Wolves Among Us(76)



The paramedic shook his head. He missed as he tried to land the IV needle in her veins. A different paramedic shoved a clipboard to Mariskka, who took it and signed where he had scrawled an X next to the waivers and permissions.

“What did you see?” Mariskka asked.

“I saw … words. What words have done.”

The heart rate monitor flat-lined, and paramedics shoved Mariskka away. One straddled Amber-Marie and began chest compressions.

Mariskka sat with her back against the side of the ambulance, the men and the tubes and wires blending into a whirlpool of motion. At her feet, Amber-Marie’s bag flopped open. Inside was Mariskka’s manuscript.

She released the bolt holding the ambulance doors closed. The doors swung open as the ambulance took a corner. She didn’t listen to the screams as she reached for the manuscript, flinging it out into the streets, watching the pages scatter. Some floated in unexpected directions; others sank and landed without any air to move them. No one in the streets moved to gather them. It was just more litter in this city of accidents and betrayals. The heart monitor registered a return to life for Amber-Marie.

Mariskka shut the doors and sat back, waiting for whatever would come next.





Author’s Note

Based on conservative estimates, we can say that for every word on these pages you just read, one woman was chained to a stake and set on fire. In Germany alone it is estimated that twenty-four thousand women were burned alive for witchcraft. These witch hunts were fueled in large part by the textbook for witch hunters, the Malleus Maleficarum, written by two monks. The Malleus could be considered one of the first best-selling books. What can explain the infamous “success” of the Malleus?



? Women were excluded from leadership in church.



? There was no readily available translation of the Bible in a commoner’s language (until William Tyndale risked his life to produce one).



? Commoners couldn’t read anyway.



? Women were often specifically banned from reading the Scripture.



? Denied a voice in the church and persecuted for their distinct gender differences, women frequently turned to folk magic for help.



? The attraction between men and women is a powerful, mysterious chemistry that every generation continually seeks to understand and control.


Gender Roles and the Church

According to medieval religious belief, evil existed outside of men and inside of women. This theory was the backbone of witch hunts. When the Age of Enlightenment swept through Europe, these theories about witchcraft and women’s nature were discredited—and the church lost its credibility too. This is why teaching about gender differences and gender roles must be undertaken with extreme care and extreme attention to the Scriptures. We must be careful never to put words into God’s mouth.

The reality is that no one understands the complete truth about men and women, our chemistry together, and how each gender is a unique reflection of the divine nature of God. But we do know this—when we finally see God’s face in heaven, we will fully understand ourselves, each other, and God: “Now we see but a poor reflection as in a mirror; then we shall see face to face. Now I know in part; then I shall know fully, even as I am fully known” (1 Cor. 13:12).

When half-truths, incomplete truths, or our best guesses are taught from the pulpit as if they are Scripture, we wreck the credibility of the church. We also shame both men and women into believing they are not normal. One expert on gender roles and sexuality told me that young girls raised in church sometimes believe they are abnormal if they have strong desires. After all, the modern church often teaches that women are more emotional than carnal and don’t tend to have strong sexual urges like men. A woman or girl who doesn’t agree is subtly labeled abnormal. If men, on the other hand, are emotional, they are labeled as “feminine.” Church leaders decry the “feminization of the church” as if femininity were a bad thing, as if the church was meant to be a strictly masculine organization, reflecting a strictly masculine God. Such half-truths leave us little room to discover God in ourselves or one another.

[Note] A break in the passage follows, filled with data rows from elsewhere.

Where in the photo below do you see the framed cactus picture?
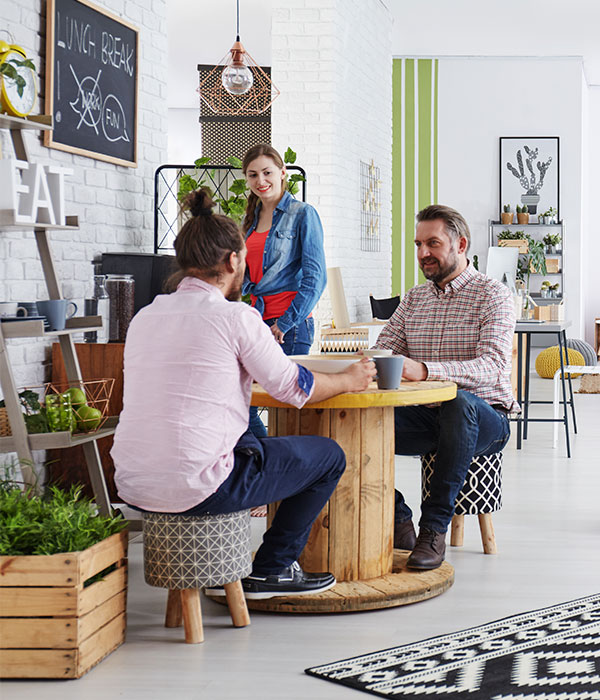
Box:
[498,136,561,221]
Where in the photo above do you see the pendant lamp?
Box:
[197,0,279,115]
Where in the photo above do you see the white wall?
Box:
[439,58,585,338]
[581,86,600,345]
[272,0,392,323]
[0,0,167,386]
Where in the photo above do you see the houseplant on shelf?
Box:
[517,234,547,313]
[500,204,515,226]
[177,146,305,224]
[498,229,528,254]
[542,233,561,253]
[0,477,127,678]
[517,204,529,226]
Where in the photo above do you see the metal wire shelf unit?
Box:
[154,164,306,253]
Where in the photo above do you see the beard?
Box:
[225,269,244,301]
[419,252,459,282]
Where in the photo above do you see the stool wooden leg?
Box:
[450,515,465,547]
[181,588,204,644]
[224,580,250,627]
[165,589,183,627]
[477,513,498,554]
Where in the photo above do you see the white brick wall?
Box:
[0,0,167,386]
[272,0,392,336]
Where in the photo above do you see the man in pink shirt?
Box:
[111,190,375,598]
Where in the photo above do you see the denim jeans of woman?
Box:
[394,390,510,532]
[249,318,315,438]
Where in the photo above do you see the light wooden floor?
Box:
[0,378,600,700]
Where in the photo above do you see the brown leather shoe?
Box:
[394,520,417,552]
[406,527,446,569]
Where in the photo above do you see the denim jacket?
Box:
[242,192,327,333]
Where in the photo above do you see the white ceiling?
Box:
[167,0,600,108]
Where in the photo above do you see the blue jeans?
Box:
[394,390,510,532]
[249,318,315,437]
[181,430,346,576]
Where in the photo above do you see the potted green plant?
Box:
[538,207,558,224]
[0,478,127,678]
[542,233,561,253]
[500,204,515,226]
[540,280,550,299]
[517,204,529,226]
[177,146,305,223]
[0,58,35,97]
[498,229,528,254]
[517,234,548,313]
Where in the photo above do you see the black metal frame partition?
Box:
[154,164,306,253]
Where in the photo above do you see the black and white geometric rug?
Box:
[306,595,600,700]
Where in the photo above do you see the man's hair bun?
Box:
[185,187,215,216]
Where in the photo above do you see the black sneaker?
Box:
[204,561,336,600]
[242,561,336,600]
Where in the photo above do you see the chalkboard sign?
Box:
[44,0,138,167]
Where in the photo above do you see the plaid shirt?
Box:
[376,264,519,412]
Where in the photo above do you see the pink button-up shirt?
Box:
[111,277,309,513]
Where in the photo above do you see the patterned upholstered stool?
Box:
[421,452,502,554]
[143,510,252,644]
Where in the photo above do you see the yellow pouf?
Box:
[535,345,585,379]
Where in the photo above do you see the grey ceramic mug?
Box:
[37,299,77,331]
[373,355,404,389]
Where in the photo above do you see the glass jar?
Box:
[83,275,110,343]
[106,275,135,343]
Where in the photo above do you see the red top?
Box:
[246,231,298,321]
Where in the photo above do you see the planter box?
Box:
[533,304,565,321]
[498,238,529,254]
[0,531,128,678]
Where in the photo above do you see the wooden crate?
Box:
[0,532,128,678]
[498,238,529,254]
[533,304,565,321]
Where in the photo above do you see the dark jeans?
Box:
[182,430,346,575]
[249,318,315,437]
[394,390,510,532]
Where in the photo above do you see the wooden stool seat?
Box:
[143,510,252,644]
[421,452,502,554]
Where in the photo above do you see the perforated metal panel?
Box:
[198,65,271,164]
[201,117,271,163]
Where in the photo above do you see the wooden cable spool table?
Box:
[248,381,456,613]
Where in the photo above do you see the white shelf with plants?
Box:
[488,216,565,305]
[0,115,113,514]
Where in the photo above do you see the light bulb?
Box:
[221,63,254,95]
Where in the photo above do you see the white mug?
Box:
[0,301,27,318]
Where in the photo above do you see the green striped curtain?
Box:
[392,58,438,295]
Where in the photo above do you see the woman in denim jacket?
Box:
[242,144,327,437]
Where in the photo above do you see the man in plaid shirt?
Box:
[376,204,519,569]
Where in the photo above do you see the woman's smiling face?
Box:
[246,156,285,203]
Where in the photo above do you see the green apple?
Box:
[75,404,102,432]
[63,386,87,408]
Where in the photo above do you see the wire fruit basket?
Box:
[44,379,115,433]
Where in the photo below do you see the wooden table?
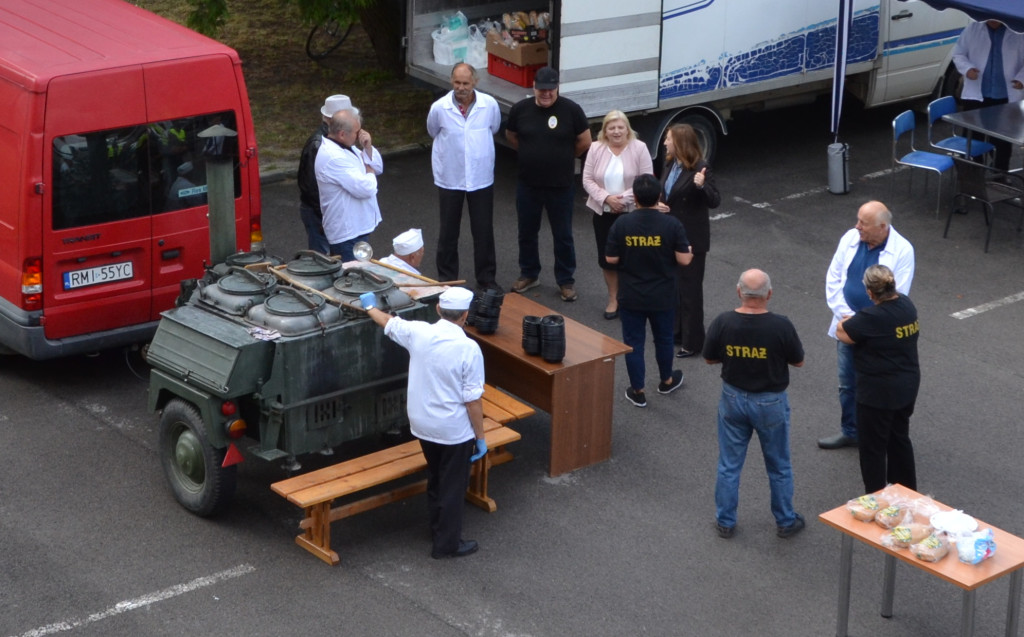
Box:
[942,101,1024,157]
[466,293,632,476]
[818,484,1024,637]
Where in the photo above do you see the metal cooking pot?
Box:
[285,250,341,290]
[199,267,278,316]
[324,267,416,311]
[246,287,345,336]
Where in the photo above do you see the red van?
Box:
[0,0,262,359]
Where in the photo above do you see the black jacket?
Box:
[662,160,722,254]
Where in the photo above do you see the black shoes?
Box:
[657,370,683,393]
[818,433,857,449]
[775,513,807,540]
[430,540,480,559]
[626,387,647,407]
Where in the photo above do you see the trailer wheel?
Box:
[654,113,718,174]
[160,398,236,517]
[674,115,718,166]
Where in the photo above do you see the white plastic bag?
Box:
[466,25,487,69]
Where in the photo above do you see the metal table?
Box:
[818,484,1024,637]
[942,101,1024,157]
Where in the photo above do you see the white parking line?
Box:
[9,564,256,637]
[949,292,1024,319]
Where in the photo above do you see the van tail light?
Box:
[220,442,244,469]
[249,214,263,252]
[22,257,43,309]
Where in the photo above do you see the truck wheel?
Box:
[674,115,718,166]
[160,398,236,517]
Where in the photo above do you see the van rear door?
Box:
[144,55,250,320]
[42,67,152,339]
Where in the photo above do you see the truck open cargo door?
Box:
[556,0,662,117]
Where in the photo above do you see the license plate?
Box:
[63,261,134,290]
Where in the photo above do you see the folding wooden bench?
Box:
[270,419,531,566]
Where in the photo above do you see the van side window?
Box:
[53,111,242,229]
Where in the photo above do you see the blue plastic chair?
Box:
[928,95,995,159]
[889,111,954,216]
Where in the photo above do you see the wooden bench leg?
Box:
[466,454,498,513]
[295,500,340,566]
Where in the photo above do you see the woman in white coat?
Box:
[583,111,654,321]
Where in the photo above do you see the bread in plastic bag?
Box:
[846,494,889,522]
[910,532,949,562]
[874,500,913,528]
[882,522,932,549]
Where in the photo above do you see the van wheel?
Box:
[160,398,236,517]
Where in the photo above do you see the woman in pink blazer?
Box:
[583,111,654,321]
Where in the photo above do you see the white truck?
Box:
[406,0,969,157]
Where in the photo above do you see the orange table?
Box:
[818,484,1024,637]
[466,293,632,476]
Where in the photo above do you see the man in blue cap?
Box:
[505,67,591,301]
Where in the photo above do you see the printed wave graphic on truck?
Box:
[658,8,879,99]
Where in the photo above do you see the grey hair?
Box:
[736,270,771,299]
[451,61,479,81]
[864,265,896,300]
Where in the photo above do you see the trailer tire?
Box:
[160,398,236,517]
[675,115,718,166]
[654,113,718,174]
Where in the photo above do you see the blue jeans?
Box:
[836,341,857,440]
[715,382,797,527]
[299,204,331,254]
[618,307,676,391]
[331,233,370,263]
[515,182,575,286]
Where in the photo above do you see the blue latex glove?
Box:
[469,438,487,462]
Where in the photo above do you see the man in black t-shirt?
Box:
[836,265,921,493]
[703,269,804,539]
[505,67,591,301]
[605,175,693,407]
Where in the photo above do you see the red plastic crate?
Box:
[487,53,544,88]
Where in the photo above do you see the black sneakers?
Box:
[626,387,647,407]
[657,370,683,393]
[775,513,807,540]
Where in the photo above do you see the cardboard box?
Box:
[487,31,549,67]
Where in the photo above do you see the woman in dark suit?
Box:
[662,124,722,358]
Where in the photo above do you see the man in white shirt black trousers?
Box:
[359,288,487,559]
[427,62,502,290]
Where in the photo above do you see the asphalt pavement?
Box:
[0,96,1024,637]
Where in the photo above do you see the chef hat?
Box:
[437,288,473,310]
[391,227,423,256]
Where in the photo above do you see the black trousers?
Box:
[962,97,1014,170]
[674,254,708,354]
[437,185,498,288]
[857,402,918,494]
[420,438,476,554]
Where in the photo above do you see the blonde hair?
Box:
[666,124,703,170]
[597,111,637,142]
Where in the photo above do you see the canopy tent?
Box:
[831,0,1024,141]
[901,0,1024,33]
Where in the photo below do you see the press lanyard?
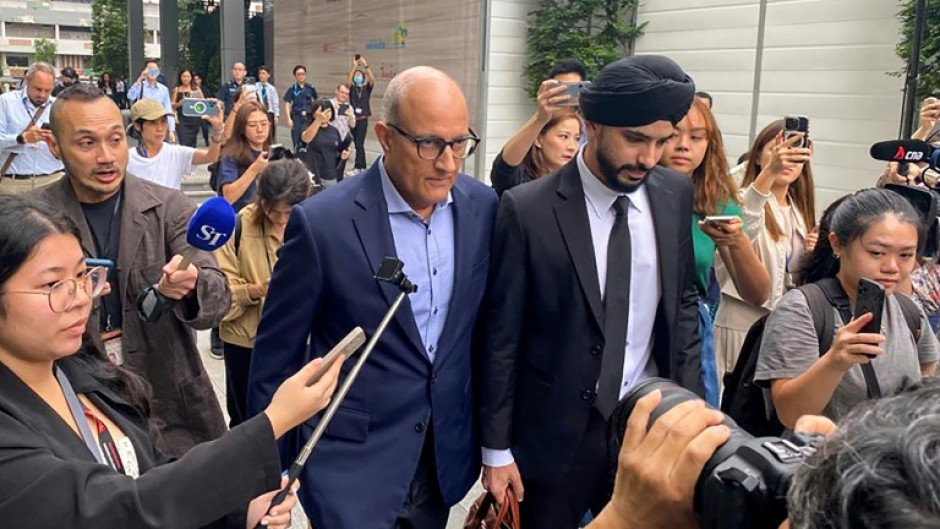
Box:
[55,367,107,465]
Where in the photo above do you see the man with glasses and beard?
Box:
[0,62,62,195]
[248,66,497,529]
[480,56,703,529]
[35,84,231,457]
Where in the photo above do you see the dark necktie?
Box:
[596,195,630,418]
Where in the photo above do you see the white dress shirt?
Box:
[0,88,63,175]
[483,147,662,467]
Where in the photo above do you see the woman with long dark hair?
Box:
[216,159,310,428]
[754,189,940,428]
[490,80,581,195]
[659,98,770,406]
[715,120,817,377]
[170,69,206,147]
[219,101,271,211]
[0,196,341,529]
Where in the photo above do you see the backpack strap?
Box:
[816,277,881,399]
[232,215,242,257]
[894,294,922,344]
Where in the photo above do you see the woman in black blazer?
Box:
[0,196,341,529]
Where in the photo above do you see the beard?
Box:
[596,139,651,193]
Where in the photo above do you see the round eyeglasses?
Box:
[388,123,480,160]
[5,266,108,313]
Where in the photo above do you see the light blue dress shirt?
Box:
[0,88,62,175]
[127,81,176,132]
[378,158,455,364]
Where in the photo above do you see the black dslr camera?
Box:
[611,378,824,529]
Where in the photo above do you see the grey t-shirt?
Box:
[754,289,940,421]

I had a chance to chat over email about these issues with one of my favorite nonfiction authors, Jonalyn Grace Fincher. I’ll close this section of our discussion with her thoughts:



Gender differences come in handy when we find ourselves baffled by those closest to us. Isn’t it so much easier to blame something we can’t control for our problems? For instance, when a man and woman get close (this is especially true in marriage), they discover those annoying differences about each other. Wouldn’t we rather locate these irreconcilable differences in gender or sex instead of personal growth?



I’ve often heard married couples give up understanding or intimacy by discounting the baffling differences in the opposite sex—“Oh, men are all like that,” or, “Maybe this is just a woman thing.” Instead we could push into knowing one another and realize most of the gender differences are due to culture, family of origin, personality, or unique life experiences.



I wouldn’t say the church at large leads the charge in defining gender roles because our Eastern Orthodox and Catholic brothers and sisters do not clamor to put the hard lines down around the differences. However, many churches where men (and their women) fear losing their power tend to define what women and men can and cannot do. The more fear, the more strictly the roles are delineated. For instance, I’ve been saddened how many gender-defining books are fueled by a misunderstanding and fear of feminism.